The chart accepts extraEnv, extraVolumes, extraVolumeMounts, podAnnotations, extraLabels, extraInitContainers, extraSidecars, ad infinitum. Pretty soon the chart can produce any Deployment shape; the chart adds zero value over plain YAML at that point.
What we do instead: opinionated charts that do one thing well. If a use case requires features the chart doesn't support, the answer is sometimes "use a different chart" or "write plain YAML for this specific case." The chart's value is its opinionatedness; "infinitely flexible" charts give you the worst of both worlds.
For our internal services, we mostly use:
- Plain YAML (in Argo CD repos) with Kustomize overlays for per-environment differences.
- Argo CD ApplicationSets to generate per-namespace deployments from a single template.
This works because: (a) we deploy to our own clusters, not other people's, (b) we don't need release lifecycle management (Argo CD handles that), (c) Kustomize's overlay model fits our "small differences per environment" use case better than Helm's templating model.
We still use Helm for: bundled third-party software (most charts come from Bitnami, the operator authors, etc.), our internal "platform" charts that other teams install, and historical charts we haven't migrated.

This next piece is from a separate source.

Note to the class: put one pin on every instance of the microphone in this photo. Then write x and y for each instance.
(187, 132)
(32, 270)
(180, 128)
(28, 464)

Template only what actually varies. Most of a Deployment is the same across environments.
Flatter values, per-env files. values-production.yaml beats deeply nested objects.
Exact version pins on dependencies. Floating versions break reproducibility.
No secrets in values. External Secrets Operator or sealed-secrets, period.
One chart per service, deployed independently. Subcharts add coupling without proportional benefit.
Consider Kustomize for internal app manifests. Helm shines for shipping software; Kustomize fits operating your own services.
Resist "infinitely flexible" charts. Opinionated beats flexible at the chart layer.
Helm is fine for what it's good at. The anti-patterns above are what happens when teams stretch Helm to fit problems it doesn't solve cleanly. Recognizing which problems Helm is the right tool for — and which it isn't — is the actual skill.